Mr. Ascott was sitting half asleep in his solitary dining room, his face rosy with wine, his heart warmed also, probably from the same cause. Not that he was in the least "tipsy"--that low-word applicable only to low people, and not men of property, who have a right to enjoy all the good things of this life. He was scarcely even "merry," merely "comfortable," in that cozy, benevolent state which middle aged or elderly gentlemen are apt to fall into after a good dinner and good wine, when they have no mental resources, and the said good dinner and good wine constitutes their best notion of felicity.

Yet wealth and comfort are not things to be despised. Hilary herself was not insensible to the pleasantness of this warm, well-lit, crimson-atmosphered apartment. She as well as her neighbors liked pretty things about her, soft, harmonious colors to look at and wear, well-cooked food to eat, cheerful rooms to live in. If she could have had all these luxuries with those she loved to share them, no doubt she would have been much happier. But yet she felt to the full that solemn truth that "a man's life consisteth not in the abundance of things that he possesses;" and though hers was outwardly so dark, so full of poverty, anxiety, and pain, still she knew that inwardly it owned many things, one thing especially, which no money could buy, and without which fine houses, fine furniture, and fine clothes--indeed, all the comforts and splendors of existence, would be worse that valueless, actual torment. So as she looked around her she felt not the slightest envy of her sister Selina.

Nor of honest Peter, who rose up from his arm-chair, pulling the yellow silk handkerchief from his sleepy face, and, it must be confessed, receiving his future connections very willingly, and even kindly.

Now how was he to be told? How when she and Ascott sat over the wine and desert he had ordered for them, listening to the rich man's complaisant pomposities, were they to explain that they had come a begging, asking him, as the climax to his liberalities, to advance a few pounds in order to keep the young man whom he had for years generously and sufficiently maintained out of prison? This, smooth it over as one might, was, Hilary felt, the plain English of the matter, and as minute after minute lengthened, and nothing was said of their errand, she sat upon thorns.

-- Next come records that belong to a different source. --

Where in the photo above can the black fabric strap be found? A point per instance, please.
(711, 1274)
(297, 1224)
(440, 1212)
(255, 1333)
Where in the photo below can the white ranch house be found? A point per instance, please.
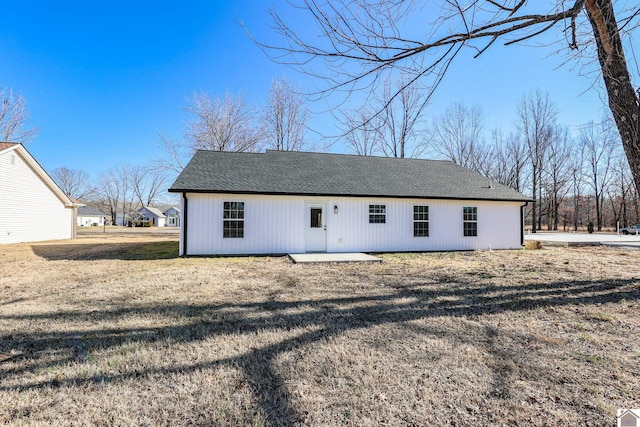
(173, 216)
(152, 215)
(32, 206)
(88, 217)
(294, 202)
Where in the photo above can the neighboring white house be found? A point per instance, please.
(293, 202)
(173, 216)
(152, 215)
(32, 206)
(88, 217)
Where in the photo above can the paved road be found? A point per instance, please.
(585, 238)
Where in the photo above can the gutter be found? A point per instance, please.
(185, 209)
(522, 222)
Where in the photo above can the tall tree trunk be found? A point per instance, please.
(623, 100)
(535, 200)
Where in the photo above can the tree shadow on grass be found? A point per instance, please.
(104, 251)
(323, 319)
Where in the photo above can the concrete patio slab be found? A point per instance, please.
(337, 257)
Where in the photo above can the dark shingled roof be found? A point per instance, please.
(299, 173)
(87, 211)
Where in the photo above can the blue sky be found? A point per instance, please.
(104, 79)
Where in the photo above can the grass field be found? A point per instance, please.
(117, 330)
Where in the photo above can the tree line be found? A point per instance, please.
(575, 178)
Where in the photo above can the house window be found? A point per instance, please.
(316, 218)
(377, 214)
(470, 221)
(421, 221)
(233, 220)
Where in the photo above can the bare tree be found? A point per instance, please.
(13, 117)
(285, 117)
(146, 183)
(598, 143)
(620, 190)
(536, 120)
(74, 182)
(174, 155)
(356, 41)
(362, 134)
(576, 168)
(457, 135)
(557, 172)
(109, 194)
(399, 119)
(509, 160)
(222, 124)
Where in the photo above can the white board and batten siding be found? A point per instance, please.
(30, 210)
(278, 225)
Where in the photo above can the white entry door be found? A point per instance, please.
(316, 227)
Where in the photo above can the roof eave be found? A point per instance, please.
(276, 193)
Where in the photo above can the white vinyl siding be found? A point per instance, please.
(29, 210)
(276, 225)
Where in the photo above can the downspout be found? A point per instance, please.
(522, 222)
(185, 210)
(74, 222)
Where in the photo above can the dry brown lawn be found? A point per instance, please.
(116, 330)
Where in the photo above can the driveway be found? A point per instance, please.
(571, 239)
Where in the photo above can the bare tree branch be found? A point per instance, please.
(13, 118)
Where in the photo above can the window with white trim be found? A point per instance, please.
(233, 220)
(421, 221)
(470, 221)
(377, 214)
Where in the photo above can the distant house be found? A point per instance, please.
(627, 418)
(153, 216)
(173, 216)
(32, 206)
(89, 217)
(293, 202)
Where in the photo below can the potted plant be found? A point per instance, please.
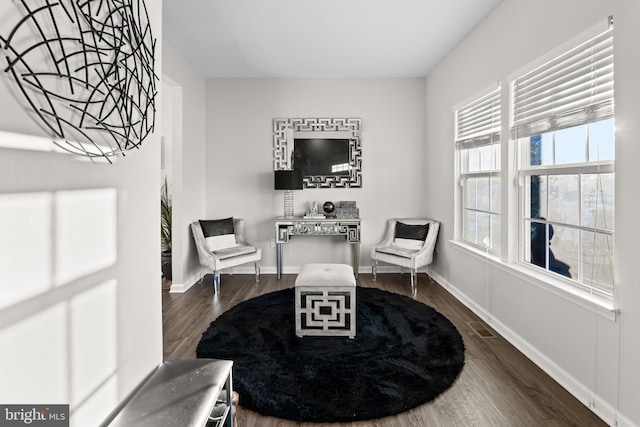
(165, 229)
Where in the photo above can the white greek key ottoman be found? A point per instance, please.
(325, 300)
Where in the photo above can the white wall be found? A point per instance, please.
(589, 354)
(240, 157)
(188, 158)
(80, 306)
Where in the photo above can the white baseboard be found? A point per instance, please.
(587, 397)
(179, 288)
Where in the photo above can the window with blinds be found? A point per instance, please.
(563, 122)
(477, 139)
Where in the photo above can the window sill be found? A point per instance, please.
(599, 305)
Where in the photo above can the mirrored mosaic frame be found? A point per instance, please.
(284, 131)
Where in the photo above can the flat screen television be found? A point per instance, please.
(322, 156)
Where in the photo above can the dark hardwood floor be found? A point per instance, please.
(498, 386)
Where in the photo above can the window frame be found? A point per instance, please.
(487, 135)
(509, 259)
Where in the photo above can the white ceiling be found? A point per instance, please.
(319, 38)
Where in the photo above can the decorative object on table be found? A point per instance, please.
(288, 180)
(347, 209)
(86, 71)
(313, 212)
(165, 230)
(401, 345)
(314, 143)
(328, 208)
(408, 243)
(221, 244)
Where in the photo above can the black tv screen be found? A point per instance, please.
(321, 156)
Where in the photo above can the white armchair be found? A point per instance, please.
(229, 251)
(405, 244)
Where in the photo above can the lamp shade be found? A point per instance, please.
(288, 180)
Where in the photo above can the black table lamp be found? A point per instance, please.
(288, 180)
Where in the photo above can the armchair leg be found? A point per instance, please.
(413, 282)
(216, 282)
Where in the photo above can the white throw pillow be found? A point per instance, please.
(223, 241)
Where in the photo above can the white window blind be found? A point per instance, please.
(573, 89)
(478, 123)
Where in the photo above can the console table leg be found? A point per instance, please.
(279, 259)
(356, 259)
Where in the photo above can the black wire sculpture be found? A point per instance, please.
(86, 70)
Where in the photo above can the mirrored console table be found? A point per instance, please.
(286, 228)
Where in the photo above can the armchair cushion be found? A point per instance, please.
(409, 236)
(396, 250)
(219, 234)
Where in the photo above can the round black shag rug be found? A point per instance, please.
(404, 354)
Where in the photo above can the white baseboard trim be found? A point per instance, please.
(180, 288)
(587, 397)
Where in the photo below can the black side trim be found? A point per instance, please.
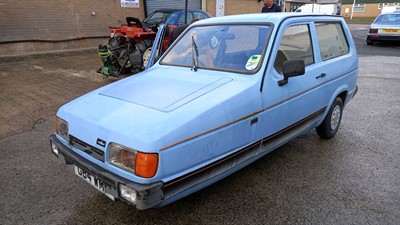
(242, 157)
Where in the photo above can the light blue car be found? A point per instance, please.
(228, 91)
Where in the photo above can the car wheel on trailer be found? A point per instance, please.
(331, 123)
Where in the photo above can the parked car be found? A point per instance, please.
(386, 27)
(173, 17)
(216, 101)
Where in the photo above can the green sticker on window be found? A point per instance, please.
(252, 62)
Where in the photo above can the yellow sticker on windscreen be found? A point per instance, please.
(252, 62)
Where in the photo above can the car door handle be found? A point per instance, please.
(321, 76)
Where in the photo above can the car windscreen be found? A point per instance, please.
(237, 48)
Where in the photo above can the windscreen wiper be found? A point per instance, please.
(195, 55)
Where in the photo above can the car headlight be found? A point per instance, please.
(139, 163)
(62, 128)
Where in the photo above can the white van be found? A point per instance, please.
(329, 9)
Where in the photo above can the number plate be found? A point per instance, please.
(95, 182)
(390, 30)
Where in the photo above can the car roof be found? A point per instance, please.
(263, 17)
(175, 10)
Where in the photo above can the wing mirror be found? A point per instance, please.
(292, 68)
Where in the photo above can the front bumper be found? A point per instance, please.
(148, 195)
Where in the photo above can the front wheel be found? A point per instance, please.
(331, 123)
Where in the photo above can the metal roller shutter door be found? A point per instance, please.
(152, 5)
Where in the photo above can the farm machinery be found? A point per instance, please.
(128, 48)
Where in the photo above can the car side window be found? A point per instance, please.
(182, 18)
(332, 41)
(295, 44)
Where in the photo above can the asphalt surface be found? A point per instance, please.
(353, 178)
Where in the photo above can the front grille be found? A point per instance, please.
(88, 149)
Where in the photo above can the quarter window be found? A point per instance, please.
(295, 44)
(332, 41)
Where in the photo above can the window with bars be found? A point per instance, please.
(359, 7)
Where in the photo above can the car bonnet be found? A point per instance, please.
(164, 91)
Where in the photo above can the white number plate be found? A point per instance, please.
(95, 182)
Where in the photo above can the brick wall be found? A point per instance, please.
(236, 6)
(38, 25)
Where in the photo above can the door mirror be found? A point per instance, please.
(292, 68)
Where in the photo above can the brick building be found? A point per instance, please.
(41, 25)
(365, 8)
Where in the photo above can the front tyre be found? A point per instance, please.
(331, 123)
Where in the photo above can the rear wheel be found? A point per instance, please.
(331, 123)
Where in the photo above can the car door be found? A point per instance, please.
(295, 106)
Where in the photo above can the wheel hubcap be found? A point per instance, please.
(335, 119)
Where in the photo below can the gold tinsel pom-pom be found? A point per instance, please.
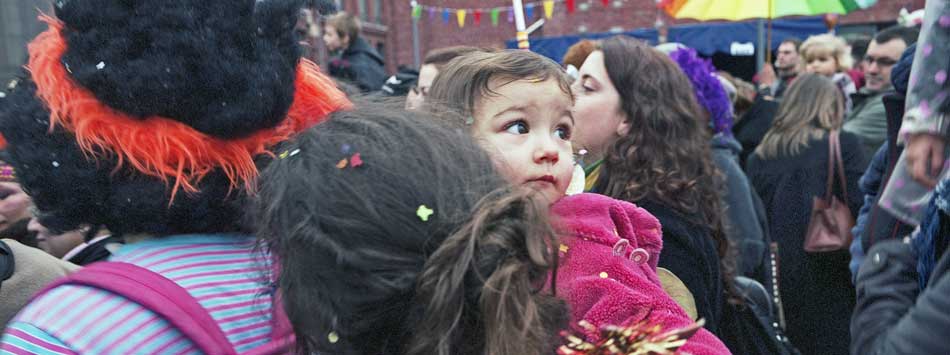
(638, 339)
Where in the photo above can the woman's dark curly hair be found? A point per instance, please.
(359, 262)
(666, 156)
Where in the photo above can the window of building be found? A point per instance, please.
(378, 11)
(361, 8)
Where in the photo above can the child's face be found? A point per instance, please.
(526, 126)
(822, 64)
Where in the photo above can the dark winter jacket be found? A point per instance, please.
(690, 253)
(873, 222)
(360, 64)
(816, 288)
(893, 316)
(742, 218)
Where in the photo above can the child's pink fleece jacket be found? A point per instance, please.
(608, 256)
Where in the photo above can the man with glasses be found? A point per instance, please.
(868, 119)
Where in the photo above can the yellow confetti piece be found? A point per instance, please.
(424, 212)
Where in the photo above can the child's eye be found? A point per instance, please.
(517, 127)
(563, 132)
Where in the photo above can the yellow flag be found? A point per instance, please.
(460, 14)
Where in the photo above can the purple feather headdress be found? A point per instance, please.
(708, 89)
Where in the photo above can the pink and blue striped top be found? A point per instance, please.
(225, 273)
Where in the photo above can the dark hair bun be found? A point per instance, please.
(187, 60)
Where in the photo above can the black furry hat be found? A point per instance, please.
(146, 116)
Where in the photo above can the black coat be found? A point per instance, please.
(753, 124)
(892, 315)
(744, 216)
(690, 253)
(815, 288)
(361, 65)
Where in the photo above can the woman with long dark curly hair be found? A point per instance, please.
(641, 125)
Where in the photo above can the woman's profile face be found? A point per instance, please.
(599, 120)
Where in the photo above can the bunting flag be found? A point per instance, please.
(460, 16)
(548, 9)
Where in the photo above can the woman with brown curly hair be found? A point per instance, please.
(642, 128)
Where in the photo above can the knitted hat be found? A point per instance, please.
(146, 116)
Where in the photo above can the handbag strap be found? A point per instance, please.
(840, 164)
(157, 294)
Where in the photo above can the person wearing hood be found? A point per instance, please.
(356, 61)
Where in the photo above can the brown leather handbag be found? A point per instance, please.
(830, 226)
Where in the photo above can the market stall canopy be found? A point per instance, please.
(735, 10)
(736, 38)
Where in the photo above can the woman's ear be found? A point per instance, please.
(623, 127)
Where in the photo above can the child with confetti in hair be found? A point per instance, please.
(518, 107)
(396, 235)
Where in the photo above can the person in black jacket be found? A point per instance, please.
(789, 169)
(356, 61)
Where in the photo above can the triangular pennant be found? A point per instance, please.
(460, 16)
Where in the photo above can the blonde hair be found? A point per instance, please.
(346, 25)
(812, 106)
(828, 45)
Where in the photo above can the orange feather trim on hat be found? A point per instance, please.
(159, 146)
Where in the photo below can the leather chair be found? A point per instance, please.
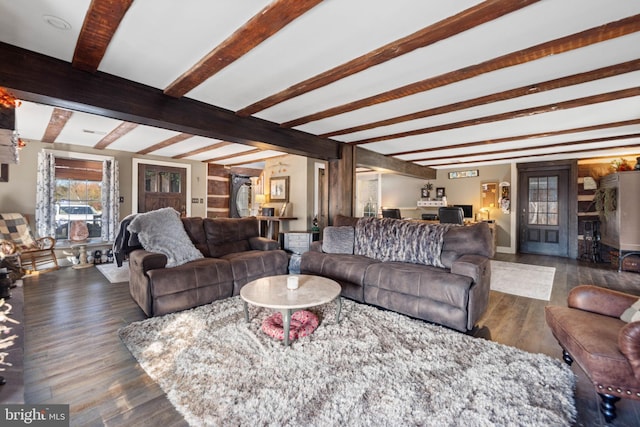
(451, 215)
(606, 348)
(16, 238)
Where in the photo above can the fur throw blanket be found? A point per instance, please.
(387, 239)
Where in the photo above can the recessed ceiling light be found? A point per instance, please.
(57, 23)
(95, 132)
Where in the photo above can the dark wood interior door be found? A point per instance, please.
(161, 187)
(544, 212)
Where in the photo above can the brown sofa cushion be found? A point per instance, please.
(229, 235)
(592, 341)
(474, 239)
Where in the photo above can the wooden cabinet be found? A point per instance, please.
(297, 242)
(620, 229)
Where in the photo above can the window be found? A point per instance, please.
(78, 195)
(543, 200)
(77, 186)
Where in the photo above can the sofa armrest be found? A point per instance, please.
(316, 246)
(478, 268)
(263, 244)
(142, 261)
(600, 300)
(629, 343)
(470, 265)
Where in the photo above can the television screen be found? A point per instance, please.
(467, 209)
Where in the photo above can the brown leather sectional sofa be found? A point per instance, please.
(454, 295)
(234, 254)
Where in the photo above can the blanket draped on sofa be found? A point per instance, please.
(389, 239)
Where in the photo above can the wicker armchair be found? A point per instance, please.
(607, 349)
(36, 255)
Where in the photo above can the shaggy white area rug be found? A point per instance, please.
(525, 280)
(113, 273)
(373, 368)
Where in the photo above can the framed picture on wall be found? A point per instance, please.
(279, 189)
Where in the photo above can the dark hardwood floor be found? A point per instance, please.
(73, 354)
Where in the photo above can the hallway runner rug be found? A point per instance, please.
(525, 280)
(113, 273)
(375, 367)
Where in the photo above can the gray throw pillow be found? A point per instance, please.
(162, 231)
(338, 240)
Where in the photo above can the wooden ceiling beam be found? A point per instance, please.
(465, 20)
(377, 161)
(601, 73)
(549, 108)
(231, 156)
(166, 143)
(577, 150)
(100, 24)
(513, 150)
(554, 47)
(263, 25)
(202, 150)
(58, 120)
(38, 78)
(517, 138)
(123, 129)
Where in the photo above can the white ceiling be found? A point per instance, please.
(159, 40)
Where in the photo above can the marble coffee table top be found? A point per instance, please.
(272, 292)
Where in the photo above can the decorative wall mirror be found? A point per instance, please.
(489, 195)
(240, 197)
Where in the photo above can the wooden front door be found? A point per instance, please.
(544, 211)
(161, 187)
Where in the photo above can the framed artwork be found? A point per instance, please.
(463, 174)
(279, 189)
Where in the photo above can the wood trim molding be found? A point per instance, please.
(549, 108)
(101, 22)
(465, 20)
(263, 25)
(554, 47)
(59, 118)
(38, 78)
(575, 79)
(519, 137)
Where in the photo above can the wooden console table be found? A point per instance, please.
(270, 225)
(81, 247)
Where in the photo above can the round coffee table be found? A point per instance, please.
(272, 292)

But Ascott drank his wine and ate his walnuts quite composedly.

At last Hilary said, in a sort of desperation, "Mr. Ascott, I want to speak to you."

"With pleasure, my dear young lady. Will you come to my study?--I have a most elegantly furnished study, I assure you. And any affair of yours--"

"Thank you, but it is not mine; it concerns my nephew here."

And then she braced up all her courage, and while Ascott busied himself over his walnuts--he had the grace to look excessively uncomfortable--she told, as briefly as possible, the bitter truth.

Mr. Ascott listened, apparently without surprise, and any how, without comment. His self-important loquacity ceased, and his condescending smile passed into a sharp, reticent, business look. He knitted his shaggy brows, contracted that coarsely-hung, but resolute mouth, in which lay the secret of his success in life, buttoned up his coat, and stuck his hands behind him over his coat-tails. As he stood there on his own hearth, with all his comfortable splendors about him--a man who had made his own money, hardly and honestly, who from the days when he was a poor errand-lad had had no one to trust to but himself, yet had managed always to help himself, ay, and others too--Hilary's stern sense of justice contrasted him with the graceful young man who sat opposite to him, so much his inferior, and so much his debtor. She owned that Peter Ascott had a right to look both contemptuously and displeased.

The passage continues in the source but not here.